When You Need Plain Text
Markdown is expressive for writers and developers. But the syntax — the asterisks, pound signs, brackets, and backticks — is noise in contexts that don’t render Markdown.
Email body fields often strip HTML formatting and leave Markdown syntax visible. SMS messages show asterisks literally. CRM contact notes don’t render **important** as bold — they display it as written. Form fields, comment systems, and legacy platforms all expect plain, undecorated text.
Converting Markdown to plain text removes the formatting layer while keeping the words — the actual content — intact and readable.
What the Converter Removes
Every piece of Markdown syntax is stripped systematically:
Structural markers
- Heading
#symbols — the heading text is kept, the#is removed - Horizontal rule markers (
---,***,___) — removed entirely
Inline formatting
- Bold markers
**text**→text - Italic markers
*text*→text - Bold-italic
***text***→text - Strikethrough
~~text~~→text - Inline code backticks
`code`→code
Block elements
- Fenced code blocks — markers removed, code content kept
- Blockquote markers
>— removed, text kept - List markers
-,*,1.— removed, item text kept
Links and images
- Links
[text](url)→text(URL dropped) - Images
→alt text(source URL dropped)
The output is the semantic text content of your document — everything a reader would actually read, without any of the formatting scaffolding.
Common Use Cases
Email composition. Many email workflows involve copying content from a Markdown document or note-taking app. Paste Markdown, convert to plain text, paste the clean output into your email client. No asterisks showing up in the message body.
CRM and help desk notes. Customer relationship management tools, help desk platforms, and sales tools typically store notes as plain text. Converting Markdown notes before pasting keeps the content clean.
Social media posts. Twitter, LinkedIn, and most social platforms don’t render Markdown. Convert your draft to plain text before posting — especially useful if you draft in a Markdown editor.
SMS and messaging apps. WhatsApp, Signal, Telegram, and standard SMS don’t render standard Markdown. (Some, like Telegram, use a modified subset, but standard Markdown syntax shows literally in most.)
Accessibility. Some screen readers and assistive technologies handle plain text more predictably than Markdown syntax mixed with content.
AI and LLM input cleaning. If you have Markdown documents you want to feed to an AI tool as plain context — without the model seeing or being confused by formatting syntax — converting to plain text first gives cleaner input.
Archiving and legacy systems. Plain text is the most durable format. Converting Markdown documents to plain text before archiving ensures the content is readable regardless of what tools exist in the future.
What Stays in the Output
The conversion is content-preserving, not content-destroying:
- Every word that was in your document is still in the plain text output
- Paragraph structure is maintained — blank lines between paragraphs are kept
- Code content stays (just without the code block markers)
- List content stays (just without the bullet or number markers)
- Heading text stays (just without the
#symbols)
What you lose is the formatting metadata. What you keep is the writing.
Frequently Asked Questions
What gets removed from the Markdown? +
All Markdown syntax: heading markers (#), bold/italic markers (* and _), strikethrough (~~), inline code backticks, fenced code blocks, blockquote markers (>), list markers (- and 1.), link brackets and URLs, image references, and horizontal rule markers (---). The text content within all of these elements is preserved.

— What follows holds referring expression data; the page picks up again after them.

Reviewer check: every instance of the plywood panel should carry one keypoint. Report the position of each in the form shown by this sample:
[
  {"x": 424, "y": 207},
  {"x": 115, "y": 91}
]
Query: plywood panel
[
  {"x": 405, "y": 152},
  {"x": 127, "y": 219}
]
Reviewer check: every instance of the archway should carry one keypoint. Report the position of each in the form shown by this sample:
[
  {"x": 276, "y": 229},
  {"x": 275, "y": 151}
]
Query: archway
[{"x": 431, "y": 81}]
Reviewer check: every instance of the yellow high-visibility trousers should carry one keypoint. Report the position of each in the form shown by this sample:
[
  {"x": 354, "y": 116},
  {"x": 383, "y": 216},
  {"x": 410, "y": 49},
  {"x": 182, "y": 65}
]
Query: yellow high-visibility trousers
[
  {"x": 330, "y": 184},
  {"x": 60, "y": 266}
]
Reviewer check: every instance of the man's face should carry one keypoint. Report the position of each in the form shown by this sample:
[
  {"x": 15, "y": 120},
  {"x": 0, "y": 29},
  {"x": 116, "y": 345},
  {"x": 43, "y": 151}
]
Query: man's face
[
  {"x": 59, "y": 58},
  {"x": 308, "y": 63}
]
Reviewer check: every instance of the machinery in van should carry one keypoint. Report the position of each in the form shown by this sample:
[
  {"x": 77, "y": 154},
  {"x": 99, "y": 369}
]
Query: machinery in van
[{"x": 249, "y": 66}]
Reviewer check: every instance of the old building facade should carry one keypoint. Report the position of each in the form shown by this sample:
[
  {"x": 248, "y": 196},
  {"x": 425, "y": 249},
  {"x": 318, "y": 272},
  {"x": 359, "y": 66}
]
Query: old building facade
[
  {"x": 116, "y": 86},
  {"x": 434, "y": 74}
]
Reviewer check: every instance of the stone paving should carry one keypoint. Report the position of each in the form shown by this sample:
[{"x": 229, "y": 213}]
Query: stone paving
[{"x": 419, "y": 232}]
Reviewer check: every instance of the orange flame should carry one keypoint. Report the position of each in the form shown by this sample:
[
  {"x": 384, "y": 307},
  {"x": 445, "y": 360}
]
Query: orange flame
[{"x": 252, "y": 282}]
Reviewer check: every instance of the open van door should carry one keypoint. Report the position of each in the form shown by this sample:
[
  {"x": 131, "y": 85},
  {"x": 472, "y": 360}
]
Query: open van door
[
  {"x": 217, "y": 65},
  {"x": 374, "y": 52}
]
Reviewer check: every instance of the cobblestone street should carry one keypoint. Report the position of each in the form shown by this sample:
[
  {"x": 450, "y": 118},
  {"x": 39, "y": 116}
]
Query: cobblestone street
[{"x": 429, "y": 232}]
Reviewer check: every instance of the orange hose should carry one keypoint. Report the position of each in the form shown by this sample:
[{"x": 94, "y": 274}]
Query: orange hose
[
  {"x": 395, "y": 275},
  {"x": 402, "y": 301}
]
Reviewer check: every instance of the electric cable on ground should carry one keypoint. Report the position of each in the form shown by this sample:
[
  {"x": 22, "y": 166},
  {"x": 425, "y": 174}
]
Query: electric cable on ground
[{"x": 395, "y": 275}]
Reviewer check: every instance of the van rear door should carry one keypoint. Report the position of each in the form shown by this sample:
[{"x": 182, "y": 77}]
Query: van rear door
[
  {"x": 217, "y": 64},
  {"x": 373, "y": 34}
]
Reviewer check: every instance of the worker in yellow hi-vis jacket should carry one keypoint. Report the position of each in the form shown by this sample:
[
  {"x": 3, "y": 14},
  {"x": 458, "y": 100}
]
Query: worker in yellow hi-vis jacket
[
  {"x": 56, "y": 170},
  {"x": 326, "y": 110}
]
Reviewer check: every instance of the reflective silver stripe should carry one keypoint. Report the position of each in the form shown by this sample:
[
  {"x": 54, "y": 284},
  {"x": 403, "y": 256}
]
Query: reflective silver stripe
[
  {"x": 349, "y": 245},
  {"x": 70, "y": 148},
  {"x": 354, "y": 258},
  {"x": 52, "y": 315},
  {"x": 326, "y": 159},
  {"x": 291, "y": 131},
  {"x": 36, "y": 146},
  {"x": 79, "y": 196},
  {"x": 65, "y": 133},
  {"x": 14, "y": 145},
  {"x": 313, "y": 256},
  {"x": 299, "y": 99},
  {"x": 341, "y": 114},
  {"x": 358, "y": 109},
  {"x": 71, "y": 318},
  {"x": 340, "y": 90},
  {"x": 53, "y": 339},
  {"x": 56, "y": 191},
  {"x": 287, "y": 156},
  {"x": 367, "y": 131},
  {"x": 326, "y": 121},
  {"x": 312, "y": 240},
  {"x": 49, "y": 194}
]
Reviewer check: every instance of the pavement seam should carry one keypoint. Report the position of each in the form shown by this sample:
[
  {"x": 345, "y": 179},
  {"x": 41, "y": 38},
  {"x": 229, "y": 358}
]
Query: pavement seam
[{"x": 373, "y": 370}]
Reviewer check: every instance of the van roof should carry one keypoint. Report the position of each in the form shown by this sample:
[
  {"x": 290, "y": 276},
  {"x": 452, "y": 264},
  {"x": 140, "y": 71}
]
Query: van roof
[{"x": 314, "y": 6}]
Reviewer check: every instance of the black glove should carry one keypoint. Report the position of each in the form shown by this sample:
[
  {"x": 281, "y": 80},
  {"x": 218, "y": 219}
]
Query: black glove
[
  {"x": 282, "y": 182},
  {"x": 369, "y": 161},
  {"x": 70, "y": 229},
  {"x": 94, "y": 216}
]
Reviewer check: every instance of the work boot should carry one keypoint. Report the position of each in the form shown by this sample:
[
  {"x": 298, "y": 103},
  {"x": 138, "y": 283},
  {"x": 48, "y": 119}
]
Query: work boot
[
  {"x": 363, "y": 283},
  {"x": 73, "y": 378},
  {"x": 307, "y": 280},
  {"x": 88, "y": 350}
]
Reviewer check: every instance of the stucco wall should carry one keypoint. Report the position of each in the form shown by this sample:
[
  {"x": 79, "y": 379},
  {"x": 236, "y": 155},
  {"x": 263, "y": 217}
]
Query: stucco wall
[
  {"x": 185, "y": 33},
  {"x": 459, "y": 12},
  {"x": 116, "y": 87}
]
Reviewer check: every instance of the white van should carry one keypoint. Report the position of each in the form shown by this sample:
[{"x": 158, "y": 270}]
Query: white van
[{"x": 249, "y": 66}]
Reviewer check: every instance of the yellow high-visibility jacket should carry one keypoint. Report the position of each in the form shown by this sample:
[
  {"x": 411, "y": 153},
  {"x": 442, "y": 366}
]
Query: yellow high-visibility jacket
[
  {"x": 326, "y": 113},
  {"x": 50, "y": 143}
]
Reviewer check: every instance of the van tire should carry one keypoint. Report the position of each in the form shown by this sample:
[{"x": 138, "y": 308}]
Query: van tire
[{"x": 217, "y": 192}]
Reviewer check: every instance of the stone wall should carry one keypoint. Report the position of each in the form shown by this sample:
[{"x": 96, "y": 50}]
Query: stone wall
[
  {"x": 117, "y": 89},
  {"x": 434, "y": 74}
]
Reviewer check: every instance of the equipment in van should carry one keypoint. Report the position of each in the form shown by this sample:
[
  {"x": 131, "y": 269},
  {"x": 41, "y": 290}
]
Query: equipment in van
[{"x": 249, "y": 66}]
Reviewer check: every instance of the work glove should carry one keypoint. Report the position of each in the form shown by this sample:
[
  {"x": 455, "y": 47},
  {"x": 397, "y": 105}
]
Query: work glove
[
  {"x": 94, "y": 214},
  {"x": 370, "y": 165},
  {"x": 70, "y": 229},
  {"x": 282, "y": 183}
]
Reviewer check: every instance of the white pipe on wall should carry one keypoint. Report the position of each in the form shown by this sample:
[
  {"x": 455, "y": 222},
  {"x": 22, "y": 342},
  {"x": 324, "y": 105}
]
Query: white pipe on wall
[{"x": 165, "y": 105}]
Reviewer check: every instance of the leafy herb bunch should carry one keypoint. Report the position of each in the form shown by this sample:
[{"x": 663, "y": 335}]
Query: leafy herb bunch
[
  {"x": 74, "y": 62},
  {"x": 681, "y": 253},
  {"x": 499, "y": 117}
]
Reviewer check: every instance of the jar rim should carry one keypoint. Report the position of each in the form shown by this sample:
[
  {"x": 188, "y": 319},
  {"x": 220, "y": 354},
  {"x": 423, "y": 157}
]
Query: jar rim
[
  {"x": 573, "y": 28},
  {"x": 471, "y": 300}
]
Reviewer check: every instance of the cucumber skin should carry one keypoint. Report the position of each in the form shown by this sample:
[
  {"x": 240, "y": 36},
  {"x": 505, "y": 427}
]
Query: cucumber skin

Are links completely removed? +
The link text is preserved; the URL is dropped. So [Click here](https://example.com) becomes just 'Click here'. If you need the URL preserved, consider using the Markdown to HTML conversion instead.
Does code get removed? +
The code itself is preserved as plain text — backticks and code fence markers are removed, but the code content remains in the output.
What about tables? +
Table content is preserved in plain text, but the pipe-separated table syntax is removed. Cells are separated by spaces. Complex tables may not align perfectly in plain text.
Why not just remove the file extension and open the .md file? +
Opening a .md file as plain text still shows all the Markdown syntax characters. This tool strips those syntax characters so the output is clean prose — readable in any context, by anyone.